Menschen, die entweder völlig krank sind oder zutiefst mißtrauisch – oder beides – haben damit ein Problem. Adolf Hitler soll zum Beispiel Dolmetschern mißtraut haben angesichts ihrer Loyalität. Ein Mensch, der mehr als eine Sprache könne, so soll Hitler gesagt haben, könne nicht loyal sein. Nun, was er wohl meinte war, daß die Kenntnis einer zweiten Sprache automatisch auch die Kenntnis einer anderen Kultur bedeutet. Daß die eigene Kultur, in dem Fall „das Deutschtum“, relativiert werden kann. Daß man abwägen kann, daß man nicht alles gut in der einen oder anderen Kultur finden muß, daß man – vor allem – relativieren kann. Und nichts hassen Diktatoren, Autokraten und Populisten mehr als das Relativieren. Sie ist nämlich die Basis für: Skepsis. Und Skepsis ist der Stoff, aus dem Demokratie gemacht ist. Natürlich auch der Kompromiss, der ebenfalls ein Kind des Relativierens ist. Das Absolute hat keinen Platz in der Relativierung. Das ist gut, um die Demokratie am Leben zu halten. Aber auch gut für das eigene Leben. Denn wenn ich ausschließlich meinen Eltern gegenüber loyal sein muß, aber nicht gegenüber meiner Lebensgefährtin (oder umgekehrt), dann geht „Beziehung“ nicht. Dann geht nur noch „Alles oder Nichts“, „Schwarz oder Weiss“.

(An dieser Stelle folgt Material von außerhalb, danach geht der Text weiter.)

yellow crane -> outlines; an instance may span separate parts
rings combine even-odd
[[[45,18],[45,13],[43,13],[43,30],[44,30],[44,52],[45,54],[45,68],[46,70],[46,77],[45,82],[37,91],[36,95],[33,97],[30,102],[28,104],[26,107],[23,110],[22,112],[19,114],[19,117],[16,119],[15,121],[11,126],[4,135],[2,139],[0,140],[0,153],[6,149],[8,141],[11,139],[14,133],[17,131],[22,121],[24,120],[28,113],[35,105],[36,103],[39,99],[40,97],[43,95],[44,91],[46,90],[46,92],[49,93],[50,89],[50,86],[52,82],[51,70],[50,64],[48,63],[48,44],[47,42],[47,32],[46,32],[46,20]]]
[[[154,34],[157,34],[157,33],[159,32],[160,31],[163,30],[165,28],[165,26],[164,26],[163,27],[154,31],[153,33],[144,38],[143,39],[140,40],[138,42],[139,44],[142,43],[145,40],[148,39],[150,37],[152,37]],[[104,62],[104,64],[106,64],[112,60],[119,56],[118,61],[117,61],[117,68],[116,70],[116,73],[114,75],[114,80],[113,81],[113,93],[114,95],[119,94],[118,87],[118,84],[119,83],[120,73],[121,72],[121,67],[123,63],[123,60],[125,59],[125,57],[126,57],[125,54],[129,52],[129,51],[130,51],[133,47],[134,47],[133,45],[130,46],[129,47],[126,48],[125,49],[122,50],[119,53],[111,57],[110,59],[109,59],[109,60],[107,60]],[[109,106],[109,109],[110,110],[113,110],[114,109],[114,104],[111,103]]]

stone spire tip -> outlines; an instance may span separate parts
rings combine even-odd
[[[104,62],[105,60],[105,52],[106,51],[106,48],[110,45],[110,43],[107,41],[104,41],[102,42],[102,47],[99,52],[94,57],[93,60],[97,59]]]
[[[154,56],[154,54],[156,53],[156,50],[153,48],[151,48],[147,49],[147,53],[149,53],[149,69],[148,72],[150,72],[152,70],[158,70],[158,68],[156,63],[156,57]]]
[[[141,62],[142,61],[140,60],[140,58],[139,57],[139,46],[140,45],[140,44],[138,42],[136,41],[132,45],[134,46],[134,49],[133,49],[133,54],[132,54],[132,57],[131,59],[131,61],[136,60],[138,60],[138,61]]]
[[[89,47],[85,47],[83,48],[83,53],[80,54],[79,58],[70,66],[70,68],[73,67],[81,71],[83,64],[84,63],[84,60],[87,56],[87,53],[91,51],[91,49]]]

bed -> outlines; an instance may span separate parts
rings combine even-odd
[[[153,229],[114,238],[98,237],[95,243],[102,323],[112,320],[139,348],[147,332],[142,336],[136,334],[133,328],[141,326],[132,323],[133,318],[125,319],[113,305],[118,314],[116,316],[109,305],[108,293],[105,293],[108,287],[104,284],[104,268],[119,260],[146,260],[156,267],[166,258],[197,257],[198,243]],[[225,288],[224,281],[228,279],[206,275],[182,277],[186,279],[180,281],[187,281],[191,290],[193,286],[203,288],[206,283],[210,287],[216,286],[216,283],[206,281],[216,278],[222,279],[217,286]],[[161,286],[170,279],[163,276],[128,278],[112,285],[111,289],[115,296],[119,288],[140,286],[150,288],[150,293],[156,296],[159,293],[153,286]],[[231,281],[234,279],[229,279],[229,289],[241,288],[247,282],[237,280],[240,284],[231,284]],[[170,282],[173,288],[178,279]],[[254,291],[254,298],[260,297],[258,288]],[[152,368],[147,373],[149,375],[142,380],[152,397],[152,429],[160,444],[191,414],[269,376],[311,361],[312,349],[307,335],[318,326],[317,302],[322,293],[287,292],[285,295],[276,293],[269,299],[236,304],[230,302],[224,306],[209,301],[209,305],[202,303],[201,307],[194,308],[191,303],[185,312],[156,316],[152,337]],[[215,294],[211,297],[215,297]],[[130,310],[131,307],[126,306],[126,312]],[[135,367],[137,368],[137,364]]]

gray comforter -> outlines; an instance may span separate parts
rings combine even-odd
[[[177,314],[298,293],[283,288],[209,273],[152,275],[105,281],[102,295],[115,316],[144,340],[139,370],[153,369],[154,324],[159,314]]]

Eines der ältesten antisemitischen Vorurteile

Genau so denkt Donald Trump. Das ist nicht neu, aber es bestätigt sich immer und immer wieder. Und nun hat Trump die Katze so richtig aus dem Sack gelassen. Er hat es eigentlich bereits nach den Vorfällen in Charlottesville getan (da hat er noch versucht zu „relativieren“. Aber da – ja, auch das gibt‘s – gab‘s nichts zu relativieren). Nun aber hat er die jüdische Gemeinschaft in den USA angegriffen. Mit einem der ältesten antisemitischen Vorurteile, die es gibt: Juden seien nicht loyal. In der Vergangenheit wurde dies begründet, daß sie vaterlandslose Gesellen seien (als ob ihnen die „Vaterländer“ jemals das Gefühl oder das Recht hätten geben wollen, Teil des Landes zu sein…), oder daß sie „Kosmopoliten“ oder „Bolschewiken“ oder „Kapitalisten“ oder was auch immer seien. Oder aber – die jüngere Variante: daß alle Juden weltweit eigentlich „Auslandsisraelis“ seien, sie also in erster Linie gegenüber dem jüdischen Staat loyal seien, aber nicht gegenüber dem Land, in dem sie geboren und aufgewachsen sind, dessen Sprache sie sprechen, sie Teil dessen Kultur sind, dessen Staatsbürgerschaft sie inne haben.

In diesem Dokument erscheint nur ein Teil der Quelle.